Trump just killed a groundbreaking new program designed to help low wage workers

Impact

Despite a series of crises dominating the attentions of the White House and the news cycle, President Donald Trump managed to find time to kill an innovative new program designed to help workers where they need it most — their retirement.

On Wednesday night, the White House announced Trump had signed House Joint Resolution 66, a measure that effectively kills the ability of states to create programs addressing the coming retirement crisis.

Over the last 30 years, income inequality in the U.S. ballooned as more and more Americans were shuffled into low wage work. As a result, fewer and fewer Americans are able to save for retirement. Currently, nearly half the U.S. workforce does not have a retirement plan through their employer and nearly 40 million households have absolutely no retirement savings. 

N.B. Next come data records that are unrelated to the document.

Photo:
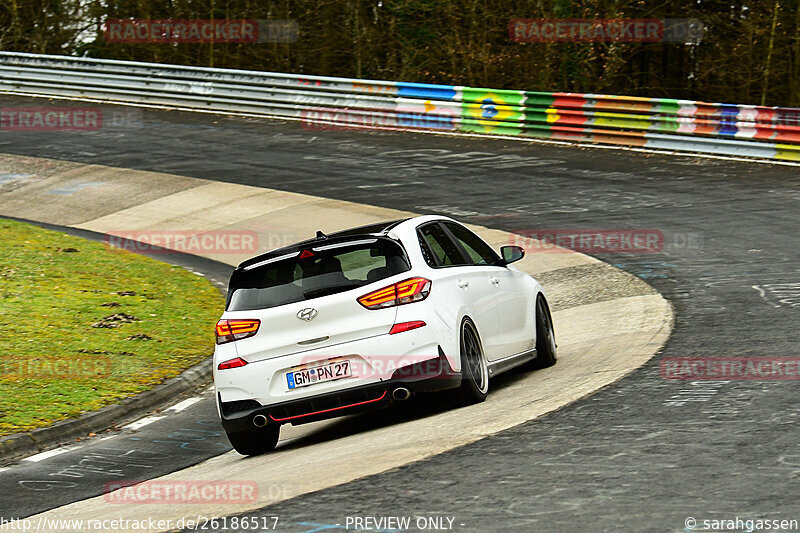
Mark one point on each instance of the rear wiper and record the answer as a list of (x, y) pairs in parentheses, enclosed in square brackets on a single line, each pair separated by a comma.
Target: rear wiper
[(324, 291)]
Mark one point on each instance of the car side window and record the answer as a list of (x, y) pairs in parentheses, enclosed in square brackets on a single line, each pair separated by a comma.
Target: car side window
[(441, 250), (478, 251)]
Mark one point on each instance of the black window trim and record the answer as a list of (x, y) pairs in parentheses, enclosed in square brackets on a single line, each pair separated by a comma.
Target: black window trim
[(421, 238), (457, 241), (464, 255)]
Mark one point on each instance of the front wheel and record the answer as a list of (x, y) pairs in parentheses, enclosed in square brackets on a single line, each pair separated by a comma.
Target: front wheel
[(474, 370), (545, 337), (255, 441)]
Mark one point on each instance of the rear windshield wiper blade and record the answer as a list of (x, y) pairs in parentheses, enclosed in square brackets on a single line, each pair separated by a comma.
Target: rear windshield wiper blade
[(324, 291)]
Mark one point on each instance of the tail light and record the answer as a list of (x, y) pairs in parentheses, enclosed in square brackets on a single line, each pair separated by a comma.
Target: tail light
[(236, 329), (405, 292), (406, 326), (231, 363)]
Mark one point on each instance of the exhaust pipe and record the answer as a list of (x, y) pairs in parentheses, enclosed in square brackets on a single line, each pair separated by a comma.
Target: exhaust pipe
[(401, 393)]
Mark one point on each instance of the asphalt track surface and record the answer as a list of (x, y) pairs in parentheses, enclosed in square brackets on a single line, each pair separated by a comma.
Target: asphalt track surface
[(642, 454)]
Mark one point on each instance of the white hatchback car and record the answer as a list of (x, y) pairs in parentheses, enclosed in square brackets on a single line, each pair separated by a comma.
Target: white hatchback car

But the state of California sought to change that with the development of a landmark new experiment in nest-egg building called California Secure Choice. Under the law Californians who didn't receive retirement plans through their employer would be automatically enrolled in a state-run program. Gov. Jerry Brown signed the bill last September, and it was slated to go into effect in 2019.

Kevork Djansezian/Getty Images

That was, until Trump and congressional Republicans stepped in. Using the Congressional Review Act, a law that allows Congress to get around the Senate filibuster to pass certain resolutions, the GOP nullified an Obama-era regulation that allowed states to experiment with the kinds of programs that California had proposed.

The U.S. Chamber of commerce and the mutual funds industry both supported the Republican measure, presumably because they feared competition from a state-run retirement system — though the California plan was designed to simply fill in the gaps where plans weren't already offered.

"There's absolutely no justification for any effort to reinvent the retirement savings system in order to give primacy to government-run plans," Sen. Orrin Hatch (R-Utah) said. 

Throughout the Obama administration, Republicans' frequently touted the principles of "states' rights" and claimed that the states should be allowed to experiment with their own solutions to societies problems as "laboratories of democracy." 

But as soon as they took power their agenda changed. "At the behest of the financial services industry, Republicans just overturned a rule that helps American workers save for retirement." Sen. Kamala Harris (D-Calif.) tweeted after the resolution passed the Senate.

It's not clear whether California has any recourse to try and revive their plan.